The Egyptian setting genuinely feels like a real place. One small detail did really irritate me and I felt it compromised the authenticity of the drama. That was the clacking sound of the footsteps. I know loud footsteps work best on audio, but it does not fit the historical background. For the most part Egyptians went barefoot, even Pharaohs and noblemen. When Egyptians did wear shoes, they wore reed sandals, a bit like flip flops. These would not have made the loud clacking noises in the sound effects. In an historical, details like this matter.
I'm a big fan of the Fifth Doctor/ Peri line-up. They work wonderfully well together. In this audio, Big Finish introduce a new regular character to interact with this team. This is the female Egyptian Pharaoh, Erimem, played by Caroline Morris. Erimem is an extremely interesting character and very well conceived, even if she does use anachronistic words like 'parasite' and hold sceptical beliefs that are not altogether convincing.
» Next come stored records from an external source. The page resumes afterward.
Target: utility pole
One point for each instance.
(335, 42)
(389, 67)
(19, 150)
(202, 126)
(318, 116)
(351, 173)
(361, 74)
Erimem quickly develops a wonderful relationship with Peri that continues to flourish in the following audios. Peri and Erimem seem to be a godsend for femslash writers who have offered some speculation about their relationship. After having to put up with the rather unsexy Evelyn Smythe, listeners may be glad to have two cute girls in the TARDIS.
Peter Davison gives the best audio performance that I have heard from him so far. Rather disappointingly, he is largely written out of one episode. Perhaps Ian McLaughlin was trying to capture the feel of an Hartnell historical. Nicola Bryant is also on top form and sounds rather like she is enjoying every minute of it.
Despite the irritation of the inauthentic footsteps and the deja vu of the sci-fi component, I found this audio massively enjoyable.